6
Yorum
0
Beğeni
0,0
Puan
2709
Okunma

"Çer" lakaplı Mustafa Sarı 2002’de vefat etti. Karısı Döndü Nine halen sağdır. Şiire konu olan "Taş Ahmet" lakaplı kişi ise halen hayatta olup Kıbrıs’ta mukimdir.
Namına “Çer” derlerdi, gerçek adı Mustafa;
Muhtarlık filan yapmış, köyünde birkaç defa…
Mıdıklı şapkasıyla tanır onu Erdemli;
Mesleği değirmenci, bak burası önemli;
Bin dokuz yüz kırklarda; kıtlık çarkı dönerken;
Milletin yoksulluktan ocakları sönerken;
Bizim Çer zengin olmuş değirmen sayesinde;
Ve baş köşeyi kapmış, itibar payesinde!
Boyu ufak olsa da, “ağa” diye anılmış;
Veyselli’de “Karun’un halifesi” sanılmış!
Yaşı ilerledikçe, zamandan almış payı;
Nihayet altmışlara akarken Lemas Çayı;
Büyük oğlu Taş Ahmet, on altısına gelmiş;
Millet kıtlıktan çıkmış, artık ülke düzelmiş…
Bol paça ve uzun saç, moda olup yayılmış,
Akıma uyan gençler, güya “entel” sayılmış!
Çer’in oğlu Taş Ahmet, uzatmış saçlarını;
Beygir yelesi gibi, boyatmış uçlarını…
Çer amcamız duruma, cidden gıcık olurmuş;
Erkekteki zülüfü, “efemine” bulurmuş!
Birkaç defa oğluna “saçını kestir” demiş;
“Uzun saç ve bol paça, köyde abestir” demiş!

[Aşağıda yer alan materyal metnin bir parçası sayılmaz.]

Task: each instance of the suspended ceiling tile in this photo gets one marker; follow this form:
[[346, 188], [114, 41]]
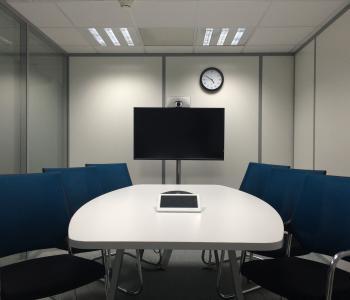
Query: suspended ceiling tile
[[167, 13], [218, 49], [66, 36], [168, 49], [279, 35], [167, 36], [300, 13], [230, 13], [42, 14], [112, 49], [268, 49], [79, 49], [96, 13]]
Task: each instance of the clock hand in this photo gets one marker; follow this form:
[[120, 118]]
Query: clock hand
[[209, 78]]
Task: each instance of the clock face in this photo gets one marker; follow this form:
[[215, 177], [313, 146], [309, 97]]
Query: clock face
[[211, 79]]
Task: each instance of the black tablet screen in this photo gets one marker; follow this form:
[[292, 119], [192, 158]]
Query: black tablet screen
[[178, 201]]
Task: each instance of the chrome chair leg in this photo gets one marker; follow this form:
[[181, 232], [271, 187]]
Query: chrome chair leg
[[75, 294], [106, 263], [209, 264], [166, 258], [139, 271], [235, 272]]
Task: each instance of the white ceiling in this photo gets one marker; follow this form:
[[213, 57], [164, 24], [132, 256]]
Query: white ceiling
[[163, 26]]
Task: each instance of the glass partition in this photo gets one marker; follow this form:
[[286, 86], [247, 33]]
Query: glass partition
[[33, 98], [46, 105], [10, 94]]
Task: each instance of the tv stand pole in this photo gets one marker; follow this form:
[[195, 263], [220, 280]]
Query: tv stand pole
[[178, 171]]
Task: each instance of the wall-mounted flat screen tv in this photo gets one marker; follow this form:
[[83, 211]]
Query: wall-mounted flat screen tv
[[179, 133]]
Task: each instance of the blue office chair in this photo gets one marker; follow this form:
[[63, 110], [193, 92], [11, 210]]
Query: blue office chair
[[321, 224], [33, 216], [283, 192], [257, 177], [112, 176], [80, 184], [254, 182]]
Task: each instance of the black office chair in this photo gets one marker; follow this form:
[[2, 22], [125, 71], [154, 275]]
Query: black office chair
[[33, 216], [321, 223]]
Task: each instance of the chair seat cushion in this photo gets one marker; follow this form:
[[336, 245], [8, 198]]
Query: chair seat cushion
[[47, 276], [296, 278], [295, 250]]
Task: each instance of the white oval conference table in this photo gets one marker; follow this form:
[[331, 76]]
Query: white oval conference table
[[127, 219]]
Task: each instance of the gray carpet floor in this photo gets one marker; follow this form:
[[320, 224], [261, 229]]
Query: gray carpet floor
[[184, 279]]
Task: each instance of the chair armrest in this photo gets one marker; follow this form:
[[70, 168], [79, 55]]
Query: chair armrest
[[331, 271]]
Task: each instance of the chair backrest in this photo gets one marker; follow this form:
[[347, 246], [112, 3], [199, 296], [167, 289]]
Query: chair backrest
[[321, 221], [256, 178], [113, 176], [284, 188], [33, 213], [80, 184]]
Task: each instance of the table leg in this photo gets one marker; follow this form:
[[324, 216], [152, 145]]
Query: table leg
[[166, 258], [116, 266], [235, 275]]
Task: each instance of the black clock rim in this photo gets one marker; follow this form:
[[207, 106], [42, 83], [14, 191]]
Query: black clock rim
[[217, 70]]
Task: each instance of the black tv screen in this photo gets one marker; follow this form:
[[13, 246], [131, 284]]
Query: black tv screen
[[179, 133]]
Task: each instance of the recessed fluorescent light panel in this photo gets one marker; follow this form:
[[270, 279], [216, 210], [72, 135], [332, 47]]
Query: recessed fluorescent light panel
[[127, 36], [97, 37], [5, 40], [207, 36], [238, 36], [112, 36], [222, 37]]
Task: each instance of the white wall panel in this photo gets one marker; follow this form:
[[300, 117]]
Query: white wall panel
[[239, 96], [304, 108], [103, 93], [332, 98], [277, 109]]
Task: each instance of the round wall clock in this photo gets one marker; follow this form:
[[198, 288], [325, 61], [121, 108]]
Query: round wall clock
[[211, 79]]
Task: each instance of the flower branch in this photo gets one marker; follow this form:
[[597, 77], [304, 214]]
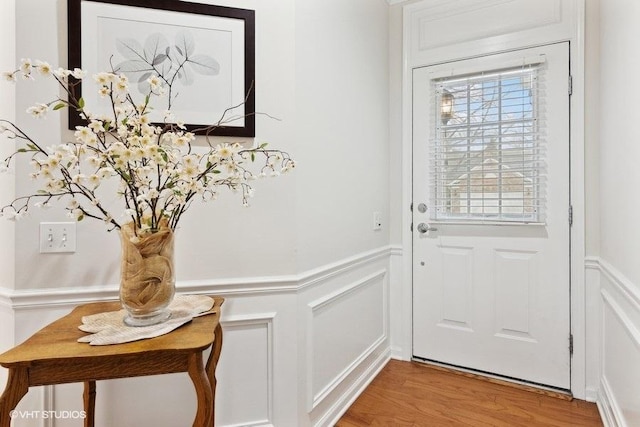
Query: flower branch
[[159, 171]]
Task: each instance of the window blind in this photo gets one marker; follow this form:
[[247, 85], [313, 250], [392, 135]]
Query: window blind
[[488, 151]]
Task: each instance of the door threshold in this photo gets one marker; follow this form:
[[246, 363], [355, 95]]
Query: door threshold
[[497, 379]]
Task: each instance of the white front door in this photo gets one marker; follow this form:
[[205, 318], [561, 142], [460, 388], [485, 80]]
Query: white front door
[[491, 224]]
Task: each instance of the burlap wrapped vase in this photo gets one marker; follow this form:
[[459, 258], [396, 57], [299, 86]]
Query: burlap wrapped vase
[[147, 282]]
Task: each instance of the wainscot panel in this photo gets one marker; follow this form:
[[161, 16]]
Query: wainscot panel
[[619, 391], [297, 350]]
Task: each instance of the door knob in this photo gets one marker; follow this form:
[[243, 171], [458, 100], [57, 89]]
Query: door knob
[[424, 228]]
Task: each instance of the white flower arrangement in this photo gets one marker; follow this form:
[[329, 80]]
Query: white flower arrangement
[[159, 169]]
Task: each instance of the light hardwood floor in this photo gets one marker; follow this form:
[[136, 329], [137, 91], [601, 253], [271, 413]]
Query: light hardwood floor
[[414, 394]]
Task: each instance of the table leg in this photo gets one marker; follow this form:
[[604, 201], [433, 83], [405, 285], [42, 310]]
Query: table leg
[[17, 387], [203, 390], [214, 356], [89, 397]]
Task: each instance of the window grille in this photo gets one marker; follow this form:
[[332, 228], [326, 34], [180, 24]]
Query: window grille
[[488, 150]]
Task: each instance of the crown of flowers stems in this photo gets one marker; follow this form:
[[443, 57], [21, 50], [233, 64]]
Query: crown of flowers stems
[[160, 171]]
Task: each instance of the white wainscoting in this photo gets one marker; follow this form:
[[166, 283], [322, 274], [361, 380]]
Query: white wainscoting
[[297, 350], [619, 337]]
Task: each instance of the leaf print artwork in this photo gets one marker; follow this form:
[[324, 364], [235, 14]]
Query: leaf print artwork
[[172, 63]]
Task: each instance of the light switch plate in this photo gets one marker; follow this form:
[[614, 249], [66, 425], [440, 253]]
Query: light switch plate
[[57, 237]]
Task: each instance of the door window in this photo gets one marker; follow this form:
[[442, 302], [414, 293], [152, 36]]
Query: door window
[[488, 156]]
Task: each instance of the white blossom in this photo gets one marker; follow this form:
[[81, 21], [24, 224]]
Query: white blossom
[[43, 68]]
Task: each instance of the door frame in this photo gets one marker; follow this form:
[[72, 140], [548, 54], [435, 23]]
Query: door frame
[[570, 29]]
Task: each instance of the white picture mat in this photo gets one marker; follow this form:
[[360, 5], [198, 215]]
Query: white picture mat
[[205, 101]]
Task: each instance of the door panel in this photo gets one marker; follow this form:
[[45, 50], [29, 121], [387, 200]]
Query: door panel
[[494, 297]]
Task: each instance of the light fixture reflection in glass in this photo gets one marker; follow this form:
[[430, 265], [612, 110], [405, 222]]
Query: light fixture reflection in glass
[[446, 106]]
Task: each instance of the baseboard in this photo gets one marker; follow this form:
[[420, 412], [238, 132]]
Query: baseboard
[[338, 409], [609, 411]]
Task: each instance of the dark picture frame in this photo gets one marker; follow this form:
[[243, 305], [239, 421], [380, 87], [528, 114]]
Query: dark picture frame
[[224, 87]]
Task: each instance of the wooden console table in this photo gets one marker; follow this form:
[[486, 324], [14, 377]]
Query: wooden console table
[[53, 356]]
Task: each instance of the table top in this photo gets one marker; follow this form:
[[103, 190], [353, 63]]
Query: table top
[[58, 340]]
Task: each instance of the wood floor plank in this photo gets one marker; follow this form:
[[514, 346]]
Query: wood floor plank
[[417, 395]]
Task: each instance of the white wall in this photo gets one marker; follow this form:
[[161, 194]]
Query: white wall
[[7, 184], [342, 130], [619, 227], [305, 276]]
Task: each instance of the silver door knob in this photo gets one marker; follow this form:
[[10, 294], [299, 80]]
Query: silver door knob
[[424, 228]]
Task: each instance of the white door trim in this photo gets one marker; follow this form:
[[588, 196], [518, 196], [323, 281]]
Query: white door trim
[[572, 30]]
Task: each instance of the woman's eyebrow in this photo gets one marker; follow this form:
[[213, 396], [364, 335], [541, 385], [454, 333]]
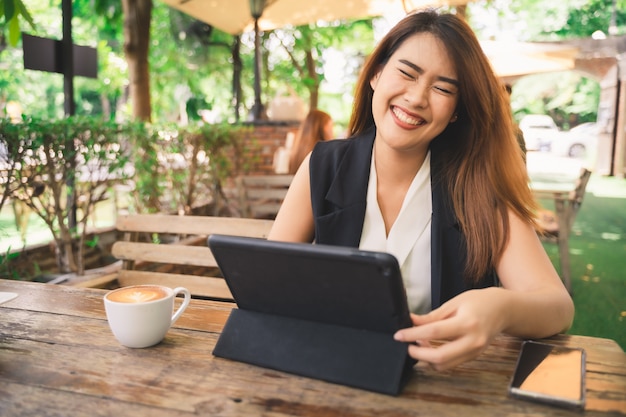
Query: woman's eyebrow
[[420, 70]]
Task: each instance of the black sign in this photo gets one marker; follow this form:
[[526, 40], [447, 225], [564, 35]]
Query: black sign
[[43, 54]]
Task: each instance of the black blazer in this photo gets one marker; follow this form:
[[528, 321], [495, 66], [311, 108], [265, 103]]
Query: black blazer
[[339, 171]]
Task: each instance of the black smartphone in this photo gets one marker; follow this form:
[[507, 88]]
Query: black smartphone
[[550, 374]]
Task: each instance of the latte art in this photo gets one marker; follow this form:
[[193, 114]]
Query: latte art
[[138, 294]]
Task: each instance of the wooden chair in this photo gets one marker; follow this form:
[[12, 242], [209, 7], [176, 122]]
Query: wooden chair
[[557, 225], [187, 261], [261, 196]]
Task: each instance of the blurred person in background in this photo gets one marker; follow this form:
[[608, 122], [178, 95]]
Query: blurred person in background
[[317, 126]]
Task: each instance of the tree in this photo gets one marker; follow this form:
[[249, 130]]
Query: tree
[[137, 16], [40, 155], [11, 10]]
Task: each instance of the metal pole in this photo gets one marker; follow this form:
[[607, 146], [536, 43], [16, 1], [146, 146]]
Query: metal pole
[[67, 55], [257, 111]]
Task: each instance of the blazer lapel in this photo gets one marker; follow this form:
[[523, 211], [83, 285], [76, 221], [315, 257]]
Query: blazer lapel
[[347, 195]]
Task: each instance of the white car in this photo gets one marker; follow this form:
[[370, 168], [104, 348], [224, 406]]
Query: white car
[[539, 131], [577, 142]]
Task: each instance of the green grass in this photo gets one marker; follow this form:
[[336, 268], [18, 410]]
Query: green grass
[[598, 255], [598, 261]]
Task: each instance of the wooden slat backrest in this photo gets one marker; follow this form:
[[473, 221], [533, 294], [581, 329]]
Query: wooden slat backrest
[[262, 195], [192, 255], [559, 227]]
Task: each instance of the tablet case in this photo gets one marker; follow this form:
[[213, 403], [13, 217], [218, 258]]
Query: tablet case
[[319, 311]]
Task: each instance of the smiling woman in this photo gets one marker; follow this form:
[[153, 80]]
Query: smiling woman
[[434, 175]]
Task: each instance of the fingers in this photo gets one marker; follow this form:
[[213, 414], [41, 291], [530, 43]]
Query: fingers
[[466, 339]]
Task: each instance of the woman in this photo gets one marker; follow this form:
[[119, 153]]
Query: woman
[[433, 174], [317, 126]]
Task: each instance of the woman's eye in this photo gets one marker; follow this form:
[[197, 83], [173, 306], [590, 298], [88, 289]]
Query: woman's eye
[[444, 90], [406, 74]]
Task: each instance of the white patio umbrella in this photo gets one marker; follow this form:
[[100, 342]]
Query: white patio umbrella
[[235, 17], [511, 60]]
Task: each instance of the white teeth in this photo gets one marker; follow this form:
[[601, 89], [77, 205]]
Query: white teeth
[[405, 117]]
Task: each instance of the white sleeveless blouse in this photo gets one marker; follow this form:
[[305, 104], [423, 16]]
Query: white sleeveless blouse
[[409, 237]]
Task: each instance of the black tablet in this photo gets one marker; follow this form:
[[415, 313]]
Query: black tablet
[[328, 284]]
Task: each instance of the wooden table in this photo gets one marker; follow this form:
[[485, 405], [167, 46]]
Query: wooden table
[[59, 358]]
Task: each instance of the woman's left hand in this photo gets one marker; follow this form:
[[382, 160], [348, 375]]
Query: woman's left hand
[[468, 322]]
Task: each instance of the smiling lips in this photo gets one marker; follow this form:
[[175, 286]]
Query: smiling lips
[[406, 118]]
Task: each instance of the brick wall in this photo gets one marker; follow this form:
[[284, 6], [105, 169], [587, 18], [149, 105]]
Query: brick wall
[[262, 142]]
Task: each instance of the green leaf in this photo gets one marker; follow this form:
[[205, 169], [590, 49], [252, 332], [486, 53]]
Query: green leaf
[[9, 10], [25, 14]]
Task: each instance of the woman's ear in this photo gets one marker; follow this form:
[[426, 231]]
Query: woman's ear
[[374, 79]]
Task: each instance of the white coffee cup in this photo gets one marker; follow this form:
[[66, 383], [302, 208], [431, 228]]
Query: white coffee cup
[[141, 315]]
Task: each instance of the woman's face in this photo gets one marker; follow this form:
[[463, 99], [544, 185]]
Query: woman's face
[[415, 94]]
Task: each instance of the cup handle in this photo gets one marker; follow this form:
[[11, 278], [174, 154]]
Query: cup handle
[[183, 306]]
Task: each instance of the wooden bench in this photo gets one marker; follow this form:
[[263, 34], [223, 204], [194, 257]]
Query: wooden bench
[[187, 261], [558, 225], [261, 196]]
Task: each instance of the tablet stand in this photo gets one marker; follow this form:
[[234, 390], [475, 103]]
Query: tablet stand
[[359, 358]]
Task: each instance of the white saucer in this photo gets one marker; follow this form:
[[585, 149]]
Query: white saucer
[[7, 296]]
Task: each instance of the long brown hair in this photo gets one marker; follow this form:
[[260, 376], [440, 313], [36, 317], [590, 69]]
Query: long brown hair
[[311, 131], [484, 169]]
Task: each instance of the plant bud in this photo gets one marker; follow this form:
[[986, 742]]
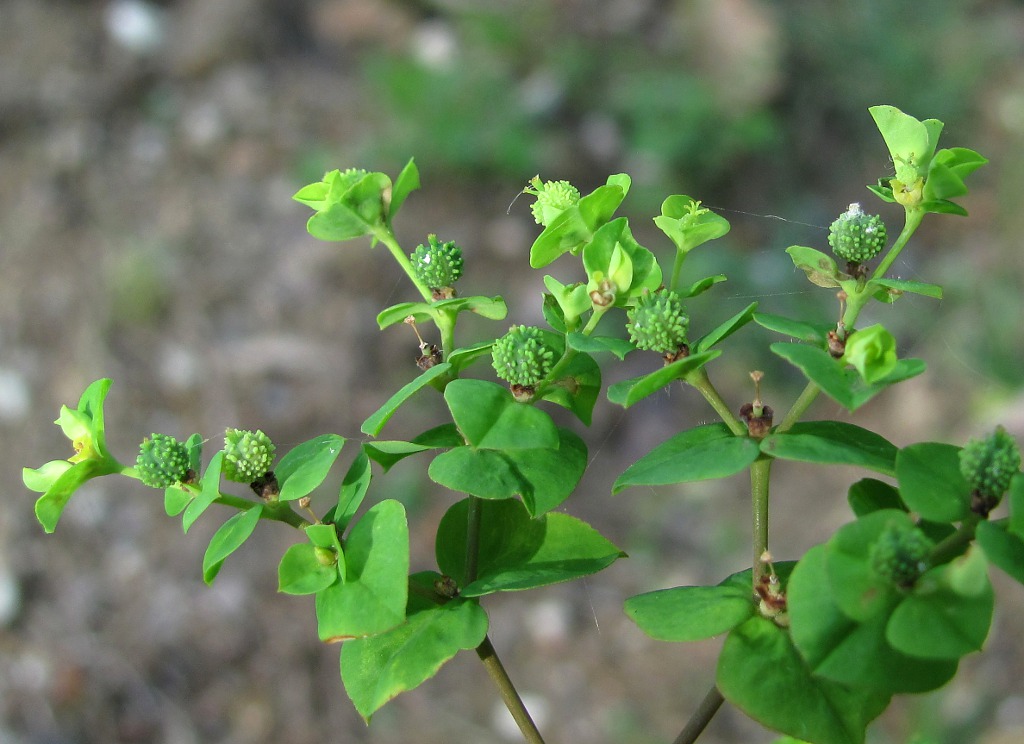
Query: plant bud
[[988, 465], [248, 455], [857, 236], [657, 322], [521, 357], [162, 462]]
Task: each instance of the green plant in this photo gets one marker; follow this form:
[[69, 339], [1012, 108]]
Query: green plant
[[815, 649]]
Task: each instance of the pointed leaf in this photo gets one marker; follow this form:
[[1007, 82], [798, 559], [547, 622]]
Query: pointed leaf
[[305, 466], [700, 453], [491, 419], [228, 538], [833, 442], [378, 668], [375, 423], [373, 597]]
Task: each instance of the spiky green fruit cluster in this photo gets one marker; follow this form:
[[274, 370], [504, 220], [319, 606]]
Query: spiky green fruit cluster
[[553, 198], [521, 356], [438, 265], [857, 236], [900, 554], [657, 322], [988, 465], [248, 455], [162, 462]]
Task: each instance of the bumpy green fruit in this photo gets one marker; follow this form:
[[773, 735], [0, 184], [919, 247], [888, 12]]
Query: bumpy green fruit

Ahmet moda tutkunu, aldırmamış bu lafa;
“Babam beni anlamaz, n’olacak, eski kafa!”
“Döndü Teyze” derlerdi Çer Emmi’nin eşine;
Zavallı karışmazmış erkeklerin işine…
Aradan günler geçmiş, saçını kestirmez Taş;
Herkesin saçı uzun, böyle olmaz arkadaş!
Elinde usturayla Çer adeta kudurmuş;
Karısının saçını derhal sıfıra vurmuş!
Fazla zaman geçmeden, köylüye haber gelmiş,
Kadınlardan muhalif homurtular yükselmiş!
Çer köylüyü toplamış, Veyselli meydanına,
İhtiyar heyetini çağırarak yanına;
Demiş ki, “Arkadaşlar, beni dinleyin tek tek;
Anlaşılmaz olmuştu evimde kadın, erkek!”
“Kadının saçı uzun, erkeğin kısa olur;
Sorunu çözemezsem, içime tasa olur!”
Karizması bitmeden namusumun, arımın;
Kazıdım ki saçını, farkı olsun karımın!”
Taş yuvarlanıp bulmuş gedikteki yerini;
Ata gücü yetmeyen pataklar semerini!